“Se, para uns, a conquista de uma vida melhor é o principal objetivo, para outros, a luta pelo bem comum sobrepõe-se aos interesses individuais. Será que estas duas perspetivas se podem conciliar na sociedade atual?” Esta era a questão à qual os meus alunos do 11º ano tinham de responder, redigindo um texto expositivo-argumentativo. A questão é, aliás, familiar para quem está familiarizado com os exames nacionais da disciplina de Português.

O grupo de alunos é empenhado e a abordagem do tema parecia-me fácil.
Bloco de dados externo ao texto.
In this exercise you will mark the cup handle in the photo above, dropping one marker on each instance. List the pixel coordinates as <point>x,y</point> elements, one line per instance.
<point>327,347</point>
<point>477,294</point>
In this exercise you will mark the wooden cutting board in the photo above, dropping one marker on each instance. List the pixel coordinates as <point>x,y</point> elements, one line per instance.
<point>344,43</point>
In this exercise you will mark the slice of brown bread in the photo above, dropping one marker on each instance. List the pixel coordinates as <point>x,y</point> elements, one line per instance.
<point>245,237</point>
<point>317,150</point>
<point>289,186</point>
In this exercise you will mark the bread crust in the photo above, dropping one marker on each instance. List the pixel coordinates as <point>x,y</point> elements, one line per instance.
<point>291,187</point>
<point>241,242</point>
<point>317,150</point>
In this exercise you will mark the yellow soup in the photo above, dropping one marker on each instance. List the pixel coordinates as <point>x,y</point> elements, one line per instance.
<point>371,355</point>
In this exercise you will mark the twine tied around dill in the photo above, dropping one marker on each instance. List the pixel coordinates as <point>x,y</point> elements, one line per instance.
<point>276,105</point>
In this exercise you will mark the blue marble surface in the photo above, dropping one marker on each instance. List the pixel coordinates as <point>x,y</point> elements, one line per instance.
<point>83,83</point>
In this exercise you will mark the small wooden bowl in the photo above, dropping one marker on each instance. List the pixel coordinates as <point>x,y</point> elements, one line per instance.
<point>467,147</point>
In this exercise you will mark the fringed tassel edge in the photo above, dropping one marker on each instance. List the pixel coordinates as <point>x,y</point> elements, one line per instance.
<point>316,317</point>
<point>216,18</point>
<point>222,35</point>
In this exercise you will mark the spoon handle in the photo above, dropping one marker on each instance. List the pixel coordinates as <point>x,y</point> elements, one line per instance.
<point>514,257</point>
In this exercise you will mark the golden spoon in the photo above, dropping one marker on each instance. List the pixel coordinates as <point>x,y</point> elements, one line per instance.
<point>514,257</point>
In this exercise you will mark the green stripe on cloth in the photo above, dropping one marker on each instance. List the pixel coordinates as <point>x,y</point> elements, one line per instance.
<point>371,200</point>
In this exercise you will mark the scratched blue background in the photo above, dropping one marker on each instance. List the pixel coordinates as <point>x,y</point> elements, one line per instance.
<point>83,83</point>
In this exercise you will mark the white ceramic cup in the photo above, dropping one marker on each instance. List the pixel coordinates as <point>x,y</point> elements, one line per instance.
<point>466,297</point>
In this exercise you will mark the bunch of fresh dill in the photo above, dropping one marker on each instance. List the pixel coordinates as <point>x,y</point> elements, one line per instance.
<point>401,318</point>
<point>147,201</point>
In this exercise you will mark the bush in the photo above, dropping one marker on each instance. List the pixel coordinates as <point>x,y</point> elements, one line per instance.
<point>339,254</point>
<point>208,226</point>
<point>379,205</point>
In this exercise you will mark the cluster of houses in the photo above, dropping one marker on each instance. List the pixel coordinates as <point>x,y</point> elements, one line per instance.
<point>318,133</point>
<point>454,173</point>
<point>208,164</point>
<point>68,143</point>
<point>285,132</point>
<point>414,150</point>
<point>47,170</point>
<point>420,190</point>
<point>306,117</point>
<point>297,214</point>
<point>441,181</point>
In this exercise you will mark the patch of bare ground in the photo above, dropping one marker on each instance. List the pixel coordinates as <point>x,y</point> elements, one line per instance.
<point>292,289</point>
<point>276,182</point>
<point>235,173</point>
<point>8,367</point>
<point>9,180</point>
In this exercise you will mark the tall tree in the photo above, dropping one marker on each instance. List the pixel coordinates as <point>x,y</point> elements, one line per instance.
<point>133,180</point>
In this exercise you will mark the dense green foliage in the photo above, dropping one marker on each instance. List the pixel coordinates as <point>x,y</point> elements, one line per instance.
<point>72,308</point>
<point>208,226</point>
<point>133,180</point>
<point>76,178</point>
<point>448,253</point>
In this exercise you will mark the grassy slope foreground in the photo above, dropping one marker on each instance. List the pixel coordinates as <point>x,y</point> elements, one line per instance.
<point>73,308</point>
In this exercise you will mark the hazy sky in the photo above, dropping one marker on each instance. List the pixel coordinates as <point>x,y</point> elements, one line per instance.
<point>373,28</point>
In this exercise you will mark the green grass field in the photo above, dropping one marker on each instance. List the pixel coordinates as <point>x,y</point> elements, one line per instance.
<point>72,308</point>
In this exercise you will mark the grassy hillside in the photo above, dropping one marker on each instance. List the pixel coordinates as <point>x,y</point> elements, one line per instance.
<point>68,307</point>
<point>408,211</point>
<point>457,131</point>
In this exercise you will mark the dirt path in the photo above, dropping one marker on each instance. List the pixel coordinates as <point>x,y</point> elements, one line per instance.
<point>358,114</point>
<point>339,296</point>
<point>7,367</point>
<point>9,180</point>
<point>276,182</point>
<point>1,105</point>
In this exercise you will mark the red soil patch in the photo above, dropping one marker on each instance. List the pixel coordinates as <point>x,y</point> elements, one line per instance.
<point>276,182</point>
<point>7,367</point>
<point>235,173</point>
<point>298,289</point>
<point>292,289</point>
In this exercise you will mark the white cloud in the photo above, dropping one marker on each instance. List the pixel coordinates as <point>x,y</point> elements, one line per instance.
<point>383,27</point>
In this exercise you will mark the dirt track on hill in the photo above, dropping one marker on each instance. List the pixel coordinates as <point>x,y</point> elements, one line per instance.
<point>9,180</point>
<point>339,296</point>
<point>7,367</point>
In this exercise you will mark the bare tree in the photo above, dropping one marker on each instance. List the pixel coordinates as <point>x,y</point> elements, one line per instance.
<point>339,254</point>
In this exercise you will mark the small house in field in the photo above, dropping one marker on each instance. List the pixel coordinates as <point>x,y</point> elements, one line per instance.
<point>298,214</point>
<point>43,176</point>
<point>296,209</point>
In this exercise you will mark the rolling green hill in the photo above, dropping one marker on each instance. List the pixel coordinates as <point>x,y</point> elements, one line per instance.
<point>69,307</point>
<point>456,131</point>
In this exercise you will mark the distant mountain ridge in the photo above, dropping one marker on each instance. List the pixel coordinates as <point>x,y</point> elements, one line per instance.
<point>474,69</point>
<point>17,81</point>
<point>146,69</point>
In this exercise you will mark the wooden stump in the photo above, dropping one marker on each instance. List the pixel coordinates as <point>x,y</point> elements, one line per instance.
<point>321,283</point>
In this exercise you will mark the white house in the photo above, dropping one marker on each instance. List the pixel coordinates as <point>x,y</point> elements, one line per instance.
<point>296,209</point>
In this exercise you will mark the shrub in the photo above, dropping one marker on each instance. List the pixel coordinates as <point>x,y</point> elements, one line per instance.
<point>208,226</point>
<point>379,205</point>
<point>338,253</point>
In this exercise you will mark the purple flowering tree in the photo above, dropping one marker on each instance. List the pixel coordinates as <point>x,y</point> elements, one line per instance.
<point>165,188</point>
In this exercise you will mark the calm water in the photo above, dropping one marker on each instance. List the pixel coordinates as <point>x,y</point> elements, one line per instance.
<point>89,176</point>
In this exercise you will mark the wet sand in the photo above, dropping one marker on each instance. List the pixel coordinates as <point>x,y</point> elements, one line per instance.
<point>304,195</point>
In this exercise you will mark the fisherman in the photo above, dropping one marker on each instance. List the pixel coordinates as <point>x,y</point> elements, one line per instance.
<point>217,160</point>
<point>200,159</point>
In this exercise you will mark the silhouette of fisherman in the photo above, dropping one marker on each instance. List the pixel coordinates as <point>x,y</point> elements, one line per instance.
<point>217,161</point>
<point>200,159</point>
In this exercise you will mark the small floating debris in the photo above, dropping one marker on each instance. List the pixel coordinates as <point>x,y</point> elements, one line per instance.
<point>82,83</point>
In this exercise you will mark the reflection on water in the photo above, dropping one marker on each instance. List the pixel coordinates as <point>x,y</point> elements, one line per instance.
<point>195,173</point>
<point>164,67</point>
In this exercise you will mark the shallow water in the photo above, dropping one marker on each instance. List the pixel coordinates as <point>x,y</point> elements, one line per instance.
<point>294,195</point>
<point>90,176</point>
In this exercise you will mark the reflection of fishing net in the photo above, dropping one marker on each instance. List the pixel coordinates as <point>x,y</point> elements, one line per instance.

Como faço sempre, pus-me no papel dos alunos e procurei vários argumentos que sustentassem aquele que, pensei eu, seria o ponto de vista dominante: é possível lutar pelo bem comum sem deixar de conquistar uma vida melhor. Até porque o caminho para a realização pessoal passa, para muitos, pela solidariedade e pela dedicação aos outros.

Enganei-me. A resposta da maior parte dos alunos foi assertiva: não é possível conciliar a perspetiva individual com a luta pelo bem comum. A base da argumentação também não pareceu causar muitas dúvidas: as pessoas são cada vez mais individualistas e egoístas e, desta forma, pensam apenas no seu bem-estar. Confesso que fui surpreendida por estas opiniões. Respeitando estes pontos de vista, limitei-me a manifestar na lateral dos textos algumas pistas que poderiam levar os alunos a pensar num outro sentido. Isto foi no início da semana passada. Entretanto, as notícias do fim de semana não foram meigas e dificultaram-me o trabalho. De repente, as minhas notas laterais perderam todo o sentido.

O que aconteceu? Primeiro, foi a questão da Santa Casa da Misericórdia. Duzentos milhões de euros vão ser transferidos de quem tem pouco para tem tem muito. Mais uma vez uma ajuda aos coitadinhos do costume, que os portugueses já se habituaram a financiar: a banca. Depois, o caso “Raríssimas”, uma instituição que parece mais vocacionada para ajudar quem precisa de um bom carro ou de umas férias… E, mais recentemente, o caso da IURD: o altruísmo de quem quer ajudar os outros a despejar os bolsos, agora com novas revelações mais cruéis de adoções ilegais.

Estas notícias desarmaram-me. Como mostrar que o bem comum é uma preocupação de muitos, quando instituições que têm como bandeira a luta por uma sociedade melhor e a proteção dos que mais precisam manifestam atitudes de profundo egoísmo e materialismo? É difícil. Muito difícil! As palavras soam a ocas, quando as atitudes as contradizem. Ainda bem que nas minhas anotações não dei nenhum dos exemplos mencionados. Teria de os riscar.